The Dhaka Stock Exchange was an unlikely bubble but its bursting is proving typically ugly.
Hundreds of investors rioted in the streets outside the Bangladeshi exchange yesterday after trading was halted when prices plunged almost 9 per cent, the bourse's biggest drop in its 55-year history.
The crowd clashed with police, lit piles of tyres and furniture and chanted slogans against the government. Television reports showed several protesters bleeding badly from blows after police said they were forced to use batons.
In Bangladesh, where the GNI per capita in 2009 was US$580 (Dh2,130), according to the World Bank, the stock exchange became a source of relative wealth in the past year as it climbed more than 80 per cent in the first 11 months compared with the same period a year before.
This success was enjoyed not only by fund managers and other professionals but by millions of "mom-and-pop" investors who poured money into the exchange. The number of investors in the market doubled to 3.3 million.
The first signs of trouble emerged last month, when the government raised interest rates on concerns that shares were overvalued. Stock prices immediately began falling.

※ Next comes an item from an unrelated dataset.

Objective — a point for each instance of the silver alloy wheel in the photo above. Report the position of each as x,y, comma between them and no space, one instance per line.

There were protests after some of the earlier dips but the downwards trend has accelerated recently. The main index on the exchange has fallen more than 27 per cent in the past three weeks.

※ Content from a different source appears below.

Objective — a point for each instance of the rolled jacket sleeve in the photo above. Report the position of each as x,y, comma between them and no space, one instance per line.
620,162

"We always knew any fall would be nasty - now things are getting nasty," Reaz Islam, the head of LR Global Fundin New York, told AFP. "More than 70 per cent of investors are small investors. Most invest without looking at the fundamentals of the market and these people are very emotional - they are very hurt by this."
Many investors said they were at risk of losing their life savings.
"I lost 5 million taka [Dh258,215] out of a 10m taka investment. This is insane,"said Monirul Islam, a small investor.